Daily Telegraph: Shell's LPG auction fails to generate much heat: “Shell declined to comment that interest for the LPG business had been below the levels the firm was looking for.”: Monday 26 December 2005


By Christopher Hope, Industry Editor (Filed: 26/12/2005)


Royal Dutch Shell's attempt to auction its bottled gas business is hanging in the balance after bids came in at around €1billion (£685m) lower than the oil major expected.


Three bidders are left in the race for Shell's Liquefied Petroleum Gas (LPG) arm, which has been on the block for more than a year.


The slow pace of the auction has already caused at least one private equity house - Blackstone - to withdraw in search of more excitement elsewhere.


Last week, final bids came in from BC Capital, a consortium of Bain and PAI Partners, and Repsol, the Spanish oil company. Goldman Sachs and Kohlberg Kravis Roberts have pulled out. The bids are believed to have been under €1.5billion (£1.03billion), according to insiders. When Shell started the auction in September 2004, it wanted €2.5billion for the unit.

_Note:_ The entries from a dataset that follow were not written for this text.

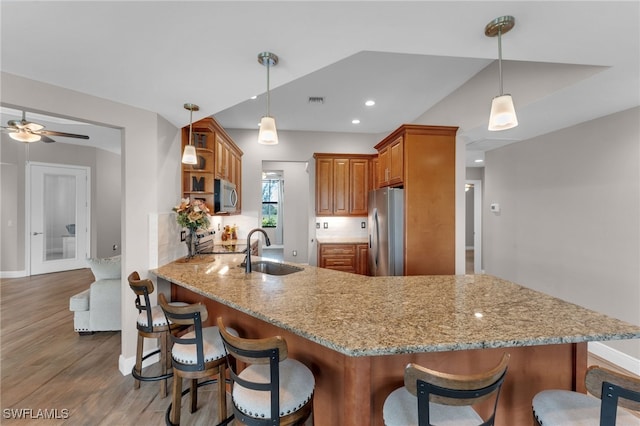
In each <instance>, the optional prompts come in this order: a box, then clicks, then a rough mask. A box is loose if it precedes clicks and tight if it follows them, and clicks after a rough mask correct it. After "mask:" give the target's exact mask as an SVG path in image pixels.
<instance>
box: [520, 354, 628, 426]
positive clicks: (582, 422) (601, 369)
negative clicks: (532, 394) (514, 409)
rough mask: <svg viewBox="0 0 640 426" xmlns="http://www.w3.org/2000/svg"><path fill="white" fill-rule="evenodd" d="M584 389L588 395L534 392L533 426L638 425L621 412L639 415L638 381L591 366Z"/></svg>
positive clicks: (586, 375) (588, 370)
mask: <svg viewBox="0 0 640 426" xmlns="http://www.w3.org/2000/svg"><path fill="white" fill-rule="evenodd" d="M585 386H586V388H587V391H588V392H589V393H590V394H591V395H587V394H583V393H579V392H573V391H568V390H559V389H550V390H544V391H541V392H538V393H537V394H536V395H535V396H534V397H533V403H532V406H533V418H534V420H535V424H536V425H538V426H540V425H544V426H572V425H575V426H578V425H581V426H586V425H593V426H598V425H600V426H610V425H617V426H627V425H636V426H638V425H640V418H638V417H636V416H635V415H634V414H632V413H630V412H629V411H627V410H625V409H624V408H628V409H631V410H635V411H640V379H637V378H635V377H631V376H628V375H625V374H621V373H617V372H615V371H611V370H609V369H606V368H602V367H599V366H597V365H592V366H591V367H589V368H588V369H587V374H586V375H585ZM634 401H635V402H634ZM622 407H624V408H622Z"/></svg>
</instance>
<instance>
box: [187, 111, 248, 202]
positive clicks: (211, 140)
mask: <svg viewBox="0 0 640 426" xmlns="http://www.w3.org/2000/svg"><path fill="white" fill-rule="evenodd" d="M188 143H189V126H185V127H183V128H182V145H181V147H182V148H181V151H180V155H182V151H183V150H184V147H185V145H187V144H188ZM193 144H194V146H195V148H196V155H197V156H198V164H194V165H190V164H181V169H182V170H181V174H182V197H183V198H187V197H188V198H190V199H192V200H194V199H201V200H203V201H204V202H205V204H206V205H207V207H208V208H209V211H210V212H211V213H212V214H213V212H214V208H213V187H214V180H215V179H225V180H228V181H230V182H232V183H234V184H235V185H236V191H237V192H238V204H237V206H236V207H237V210H236V213H240V211H241V205H240V203H241V200H242V196H241V193H242V191H241V187H242V182H241V179H242V154H243V153H242V150H240V148H238V146H237V145H236V144H235V143H234V142H233V140H232V139H231V137H230V136H229V135H228V134H227V133H226V132H225V131H224V129H223V128H222V127H221V126H220V125H219V124H218V122H216V121H215V120H214V119H213V118H212V117H206V118H203V119H202V120H199V121H196V122H194V123H193Z"/></svg>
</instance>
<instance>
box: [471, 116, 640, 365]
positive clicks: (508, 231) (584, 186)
mask: <svg viewBox="0 0 640 426" xmlns="http://www.w3.org/2000/svg"><path fill="white" fill-rule="evenodd" d="M639 123H640V108H633V109H630V110H627V111H623V112H620V113H617V114H613V115H610V116H607V117H603V118H600V119H597V120H593V121H589V122H586V123H582V124H579V125H577V126H574V127H570V128H567V129H564V130H560V131H557V132H554V133H550V134H547V135H544V136H540V137H537V138H534V139H531V140H528V141H526V142H521V143H517V144H513V145H509V146H506V147H504V148H500V149H496V150H493V151H490V152H487V154H486V159H485V182H484V184H485V197H484V207H483V209H484V213H485V214H484V218H485V220H484V230H485V232H484V236H485V239H484V244H483V253H484V265H485V269H486V271H487V273H490V274H493V275H497V276H500V277H503V278H506V279H508V280H512V281H515V282H517V283H520V284H523V285H525V286H527V287H530V288H533V289H536V290H539V291H542V292H544V293H548V294H551V295H553V296H556V297H559V298H561V299H564V300H568V301H570V302H573V303H576V304H578V305H581V306H584V307H587V308H590V309H593V310H595V311H598V312H602V313H605V314H607V315H610V316H613V317H616V318H619V319H622V320H625V321H628V322H630V323H633V324H637V325H640V143H639V142H638V141H639V140H640V124H639ZM490 203H500V208H501V211H500V213H498V214H496V213H491V212H490V211H489V209H488V206H489V204H490ZM606 345H608V346H609V347H611V348H615V349H617V350H619V351H621V352H623V353H625V354H627V355H629V356H631V357H634V358H635V359H636V360H637V359H638V358H640V340H637V339H636V340H631V341H618V342H607V343H606ZM636 362H637V361H636Z"/></svg>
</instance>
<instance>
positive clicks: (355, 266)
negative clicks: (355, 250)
mask: <svg viewBox="0 0 640 426" xmlns="http://www.w3.org/2000/svg"><path fill="white" fill-rule="evenodd" d="M320 267H322V268H327V269H334V270H336V271H344V272H354V273H355V272H356V258H355V256H329V257H322V259H321V262H320Z"/></svg>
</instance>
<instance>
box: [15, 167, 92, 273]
mask: <svg viewBox="0 0 640 426" xmlns="http://www.w3.org/2000/svg"><path fill="white" fill-rule="evenodd" d="M27 183H28V184H27V188H28V189H27V197H26V200H27V202H29V206H28V208H27V219H26V221H25V222H26V223H27V224H29V226H28V227H27V246H28V247H29V249H28V251H29V253H30V256H29V265H30V268H29V269H30V275H38V274H46V273H49V272H58V271H68V270H71V269H81V268H86V267H87V264H86V261H85V259H86V257H87V256H88V247H89V243H88V236H89V223H90V222H89V203H88V200H89V199H90V198H89V189H90V186H89V169H88V168H87V167H78V166H67V165H59V164H46V163H28V164H27Z"/></svg>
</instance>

Since then there has been a sharp downturn in the LPG business and sources said that even €1.5billion may be too high a price. This year the unit is anticipated to have underlying earnings of €240m, which are expected to decline further in 2006.


"It is not an €2.5billion business, although Repsol have been known to overpay in the past. If Shell had the choice, they would probably not sell to a competitor," said a source close to the matter.


Last December, Repsol bought Shell's Portuguese LPG business for around €100m. That deal was cleared by the European Commission but a deal for the entire unit may be subject to competition scrutiny.


If Shell decides that the level of the bids is too low, it could decide to leave its LPG unit as a stand-alone business. It has spent the past year restructuring the business away from the main group. The LPG arm employs more than 3,000 people.


The bottled gas is used for heating and vehicle fuel. It is popular with farmers, who use the gas to warm pigsties or to dry grain, and people living in rural areas, who keep large outdoor gas tanks. It is also often used to fire outdoor heaters for bars and gardens.


Shell declined to comment that interest for the LPG business had been below the levels the firm was looking for.


A spokesman said: "The process is on track but we are not commenting on bidders or the process. We will take a decision if the values offered are sufficiently high in order to go ahead with this divestment." A decision is expected early next year.